Maybe person C (that's the puncher, right?) knows that person B is rotten, unpleasant, mean, unfair, etc., but hasn't come to grips with the fact that person B is actually pathological. I think that's the tipping point for a lot of people - between just thinking that the spouse is a lousy spouse, but if C is patient and ignores it, then it will blow over, and understanding that it is never OK for C even to accept behavior like that, because even by treating it as normal, C (the ostensibly innocent party) is harming the marriage. Part of creating a healthy environment is drawing the line in the right places, and if C usually has more self-control, C has to do the line-drawing. Anyway, I have little standing to speak as I'm screwed up and so are my husband and our marriage, and I do a poor job taking even the best of my own advice, BUT...maybe C should start some kind of counseling. Sounds like s/he would be the easier party to persuade. The counselor can be an outside voice of reason, to help C realize how much more the zone of unacceptable behavior covers than C probably realizes (you can get used to a lot of things). C may be able to modify B's behavior by setting firm rules and sticking by them. Or, B may decide that B is unwilling to put in any effort and would like to continue to behave badly. In that case, the counselor might help C understand that s/he needs to leave the relationship. (That can always be temporary, or conditional - even if you divorce, you can re-marry civilly if the other person makes the necessary changes.)
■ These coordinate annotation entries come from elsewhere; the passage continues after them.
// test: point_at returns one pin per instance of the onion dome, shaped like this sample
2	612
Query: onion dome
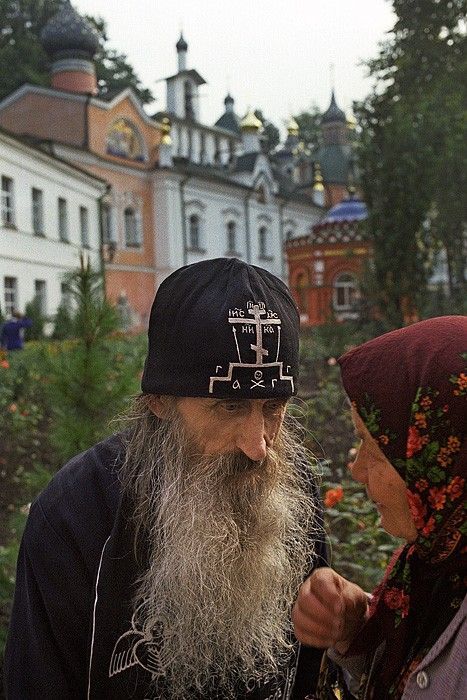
292	127
68	35
229	102
250	122
181	44
333	112
351	121
318	179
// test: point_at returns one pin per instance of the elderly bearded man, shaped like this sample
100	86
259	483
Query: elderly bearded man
164	561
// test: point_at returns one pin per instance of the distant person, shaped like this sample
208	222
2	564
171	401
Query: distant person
12	333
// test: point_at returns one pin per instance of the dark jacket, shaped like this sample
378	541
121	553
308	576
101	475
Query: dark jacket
11	333
71	633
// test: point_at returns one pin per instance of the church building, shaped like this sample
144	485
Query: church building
179	190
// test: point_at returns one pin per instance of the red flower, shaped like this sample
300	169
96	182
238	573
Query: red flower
421	485
396	599
415	441
456	488
437	497
333	496
417	508
429	527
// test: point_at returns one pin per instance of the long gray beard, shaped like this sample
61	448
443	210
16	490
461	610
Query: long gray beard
230	541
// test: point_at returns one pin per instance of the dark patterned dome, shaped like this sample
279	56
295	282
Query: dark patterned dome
181	44
68	35
333	112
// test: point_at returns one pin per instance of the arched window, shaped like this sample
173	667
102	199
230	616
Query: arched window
345	292
231	237
301	287
194	232
263	242
132	223
124	140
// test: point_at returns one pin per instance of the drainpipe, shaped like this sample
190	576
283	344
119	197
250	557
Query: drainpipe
101	239
182	209
247	226
282	204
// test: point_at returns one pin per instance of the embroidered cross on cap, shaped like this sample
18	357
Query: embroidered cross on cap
222	328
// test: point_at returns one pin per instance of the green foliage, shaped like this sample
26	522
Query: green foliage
63	323
33	311
113	71
28	453
23	60
412	157
359	547
91	378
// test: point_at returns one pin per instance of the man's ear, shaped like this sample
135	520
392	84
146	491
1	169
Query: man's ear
159	405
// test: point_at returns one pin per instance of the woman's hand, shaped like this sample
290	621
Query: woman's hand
329	610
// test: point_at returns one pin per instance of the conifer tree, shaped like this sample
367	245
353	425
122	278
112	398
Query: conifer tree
90	376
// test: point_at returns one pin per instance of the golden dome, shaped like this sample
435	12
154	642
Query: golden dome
165	129
318	179
250	122
351	121
292	127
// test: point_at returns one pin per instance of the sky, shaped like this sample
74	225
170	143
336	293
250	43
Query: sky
281	56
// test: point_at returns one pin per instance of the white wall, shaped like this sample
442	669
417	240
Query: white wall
29	257
216	204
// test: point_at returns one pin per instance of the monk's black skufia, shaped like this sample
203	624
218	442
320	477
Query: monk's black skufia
222	328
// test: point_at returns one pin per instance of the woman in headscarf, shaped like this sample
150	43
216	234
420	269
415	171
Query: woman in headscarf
408	391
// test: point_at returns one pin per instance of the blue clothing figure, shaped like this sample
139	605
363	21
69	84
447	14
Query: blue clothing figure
11	336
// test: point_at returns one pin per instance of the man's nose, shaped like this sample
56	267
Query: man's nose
252	439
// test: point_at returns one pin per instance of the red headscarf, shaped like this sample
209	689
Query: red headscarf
410	388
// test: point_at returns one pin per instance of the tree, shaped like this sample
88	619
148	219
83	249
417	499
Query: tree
113	71
270	135
88	382
413	125
23	60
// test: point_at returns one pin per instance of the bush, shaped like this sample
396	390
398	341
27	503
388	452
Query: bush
33	311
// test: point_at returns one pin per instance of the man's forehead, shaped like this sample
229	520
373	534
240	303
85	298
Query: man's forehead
211	402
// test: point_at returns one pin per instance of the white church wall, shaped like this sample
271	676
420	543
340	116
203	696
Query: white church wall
28	257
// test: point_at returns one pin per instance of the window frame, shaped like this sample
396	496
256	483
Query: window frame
63	220
8	202
10	295
37	211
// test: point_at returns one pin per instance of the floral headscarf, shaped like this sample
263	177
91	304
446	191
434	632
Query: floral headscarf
410	389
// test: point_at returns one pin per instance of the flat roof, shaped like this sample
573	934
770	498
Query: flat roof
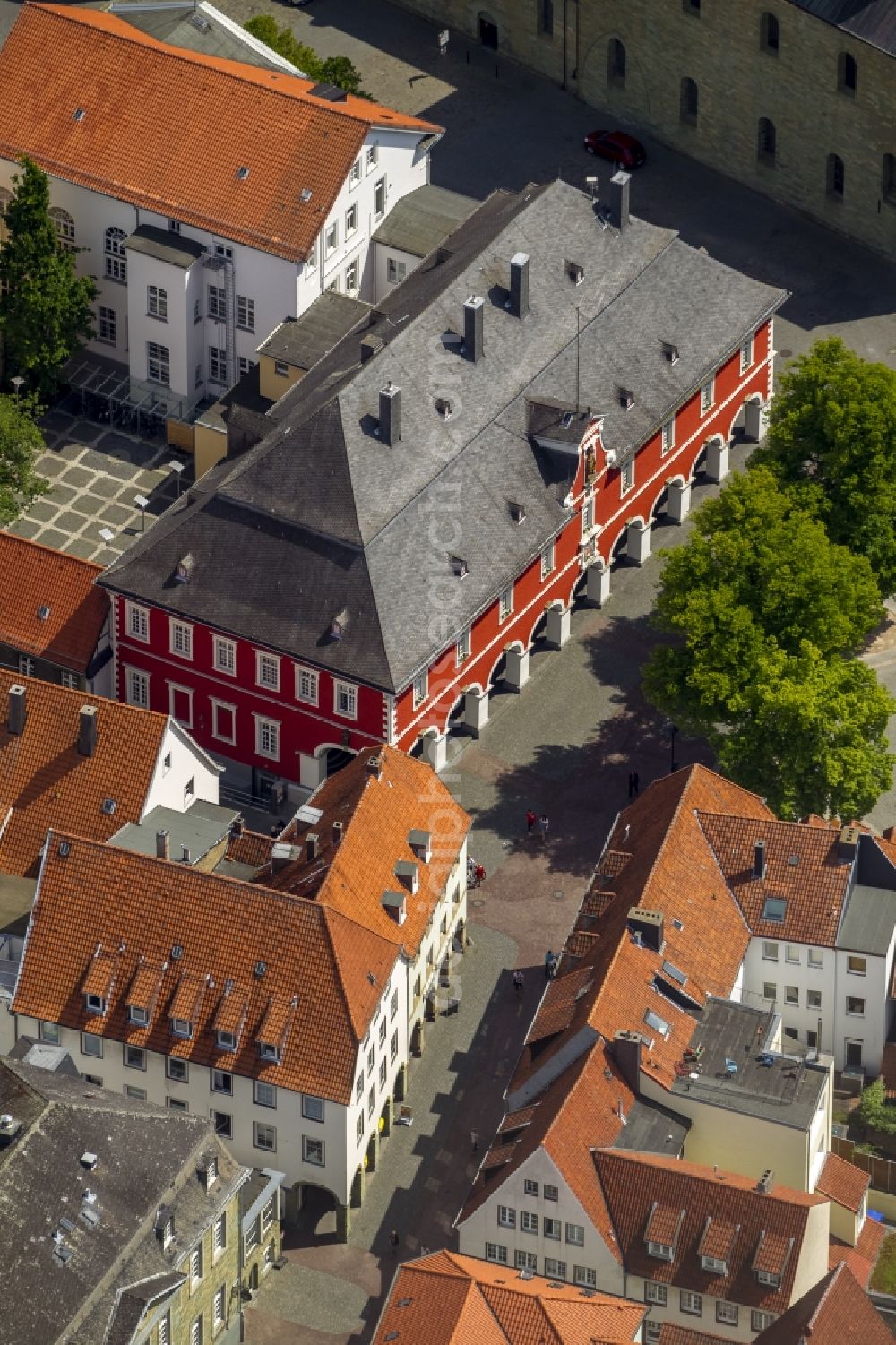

So, I would say getting a wise and neutral third party involved would be a good first step, if you can persuade C to do it.

But yes, I agree, physical violence is Not Acceptable.

AL said...

such a sad situation. You're right, neither person is in the clear here, but I agree w your hubby that never, ever should things get physical. Adults should always realize they are getting to that point and leave the area. I do fault person C, I get why they felt that way, but should never, ever act on it. Hope the situation gets resolved but it really seems like a separation is in order until some serious changes are made by both parties.